Bazı temel yaklaşımlar
Alevi Çalıştayı öncesi kamuoyuna yansıyan ve çoğunlukla teolojik bir tartışma zeminine ait konuların, bu çalıştayda ele alınması, birçok açıdan sakıncalı olup insan hakları hukuku açısından da doğru değildir. Alevi Çalıştayı, Alevilerin eşit haklar temelinde gündeme getireceği sorunları ve talepleri üzerine görüşmelidir. Hükümet tarafının, devlet adına, Alevi teolojisi üzerine bir tartışma zemini yaratması din, vicdan ve inanç özgürlüğü açısından bir ihlal olarak görüleceği gibi, laiklik açısından da taraf kazanacak bir tartışma düzlemi değildir.
Bu çalıştay, Alevilerin, mevcut hukuksal metinler/uygulamalar, çarpık laiklik anlayışı ve uygulamasından, demokrasi anlayışının zaafiyetinden kaynaklan sorunları ele almalıdır. Dolayısıyla Alevilerin sorunlarını ve taleplerini, yasamada ve uygulamada olan mevcut hukuk ve laiklik anlayışının aksine, evrensel ilkeler ve değerler ekseninde ele almalıdır. Teolojik düzlem, süreci tıkar ve çözümsüzlüğe götürür. Alevi öğretisinin, ne hükümetle, ne devletle tartışacağı bir sorunu var. O Alevi-Bektaşi inancına mensup yurttaşların vicdanına ve ibadetlerine ait özel alanda olan bir değerdir. Ordan çıkarılıp siyasi düzlemde tartışma konusu haline getirilmesi asla kabul edilemez. Fakat Alevilerin hükümetle konuşacağı ve çözüm bekleyen çokça sorunu ve talebi var.

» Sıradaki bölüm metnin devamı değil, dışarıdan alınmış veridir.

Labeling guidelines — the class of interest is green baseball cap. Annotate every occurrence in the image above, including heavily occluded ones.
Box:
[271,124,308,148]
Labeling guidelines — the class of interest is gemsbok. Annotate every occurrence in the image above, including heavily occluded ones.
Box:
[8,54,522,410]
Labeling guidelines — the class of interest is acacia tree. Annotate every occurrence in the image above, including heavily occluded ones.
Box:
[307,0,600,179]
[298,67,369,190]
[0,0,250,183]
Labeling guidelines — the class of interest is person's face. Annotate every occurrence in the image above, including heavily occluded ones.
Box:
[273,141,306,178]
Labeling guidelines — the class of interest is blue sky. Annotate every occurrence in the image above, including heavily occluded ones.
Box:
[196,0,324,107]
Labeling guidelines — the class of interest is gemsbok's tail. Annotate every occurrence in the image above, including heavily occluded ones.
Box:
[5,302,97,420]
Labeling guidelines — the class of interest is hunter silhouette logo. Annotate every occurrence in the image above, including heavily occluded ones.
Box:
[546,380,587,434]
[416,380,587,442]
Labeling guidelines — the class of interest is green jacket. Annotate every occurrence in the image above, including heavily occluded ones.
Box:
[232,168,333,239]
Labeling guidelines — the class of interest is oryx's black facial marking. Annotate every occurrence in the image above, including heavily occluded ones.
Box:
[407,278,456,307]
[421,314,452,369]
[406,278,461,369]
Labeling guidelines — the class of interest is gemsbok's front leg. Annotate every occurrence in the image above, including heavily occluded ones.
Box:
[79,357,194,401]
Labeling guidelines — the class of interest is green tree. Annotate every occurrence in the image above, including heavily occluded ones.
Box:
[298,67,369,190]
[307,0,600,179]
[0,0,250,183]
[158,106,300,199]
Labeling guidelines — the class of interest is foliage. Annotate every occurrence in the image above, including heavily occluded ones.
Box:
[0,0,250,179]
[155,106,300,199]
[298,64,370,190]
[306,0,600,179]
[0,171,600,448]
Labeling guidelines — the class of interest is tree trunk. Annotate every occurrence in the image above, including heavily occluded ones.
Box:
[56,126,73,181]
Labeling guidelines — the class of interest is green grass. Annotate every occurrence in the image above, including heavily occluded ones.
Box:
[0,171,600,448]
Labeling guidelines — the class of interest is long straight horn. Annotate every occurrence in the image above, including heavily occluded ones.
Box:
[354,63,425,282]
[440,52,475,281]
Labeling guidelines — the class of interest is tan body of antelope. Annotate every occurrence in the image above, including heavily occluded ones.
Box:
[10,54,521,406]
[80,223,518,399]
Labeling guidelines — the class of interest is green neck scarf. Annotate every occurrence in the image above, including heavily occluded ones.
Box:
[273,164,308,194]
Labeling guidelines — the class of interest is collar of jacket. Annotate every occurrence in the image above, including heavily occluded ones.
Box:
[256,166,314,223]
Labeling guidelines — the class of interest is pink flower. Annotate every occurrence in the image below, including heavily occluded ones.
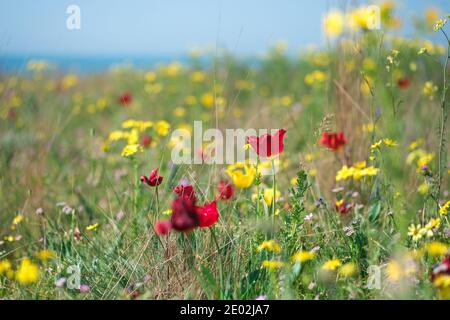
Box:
[170,197,199,231]
[196,200,219,228]
[217,181,234,200]
[141,168,163,187]
[173,184,197,202]
[155,221,172,236]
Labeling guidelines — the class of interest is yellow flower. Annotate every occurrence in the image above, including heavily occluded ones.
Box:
[263,188,281,207]
[305,70,327,86]
[338,262,356,278]
[323,10,345,38]
[439,200,450,216]
[173,107,186,118]
[425,218,441,230]
[191,71,206,82]
[417,182,430,195]
[155,120,170,137]
[408,139,425,151]
[383,139,398,147]
[336,166,355,181]
[145,71,157,82]
[362,123,376,133]
[256,240,281,254]
[386,260,403,282]
[308,169,317,177]
[12,214,23,226]
[0,259,12,274]
[425,7,440,26]
[122,144,144,158]
[370,140,383,150]
[86,223,98,231]
[426,241,449,257]
[61,74,78,90]
[184,95,197,106]
[292,250,316,263]
[16,258,39,285]
[422,81,438,100]
[408,224,424,241]
[262,260,285,270]
[226,162,256,189]
[322,259,342,271]
[36,250,56,261]
[201,92,214,108]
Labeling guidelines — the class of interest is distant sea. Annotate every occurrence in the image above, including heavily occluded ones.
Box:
[0,54,202,74]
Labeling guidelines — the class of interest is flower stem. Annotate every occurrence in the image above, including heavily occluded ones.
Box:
[436,29,450,205]
[209,226,224,300]
[155,186,159,218]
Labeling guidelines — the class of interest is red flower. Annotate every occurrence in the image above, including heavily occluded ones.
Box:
[431,256,450,281]
[173,185,197,202]
[141,168,163,187]
[247,129,286,158]
[141,134,152,147]
[195,200,219,228]
[334,200,353,215]
[170,197,200,231]
[397,78,411,89]
[118,92,133,106]
[155,220,172,236]
[319,132,347,150]
[217,181,234,200]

Bu nedenle kamusal alanın değerleri ile vicdana ve dini yaşama ait değerlerin tartışma, görüşme konuları ve zeminleri farklıdır. Dolayısıyla hükümet tarafı “Alevi Çalıştayı”na katılacak olan Aleviler arasında zenginlik olarak değerlendirdiğimiz inançsal yorum farklılıkları üzerine ayrılık üretecek alanlar yaratmamaya özen göstermelidir. Alevilerin sorunlarını teolojik düzlemde çözmeyi değil, kesinlikle din, vicdan ve inanç özgürlüklerini düzenleyen hukukun evrensel zeminini tercih eden bir yol haritasını tercih etmelidir.
Teolojik uzlaşma
3 Haziran’dan başlayan Alevi Çalıştayı resmi din kimliğine Aleviliği eklemleme amacı taşıyan bir süreci örgütlememeli. Ya da, zaten devlet içinde örgütlü olan diğer farklı tarikat ve cemaatlerin önünü açmak için, bu çalıştay emsal gösterilerek, farklı mecralara kaydırılmamalı.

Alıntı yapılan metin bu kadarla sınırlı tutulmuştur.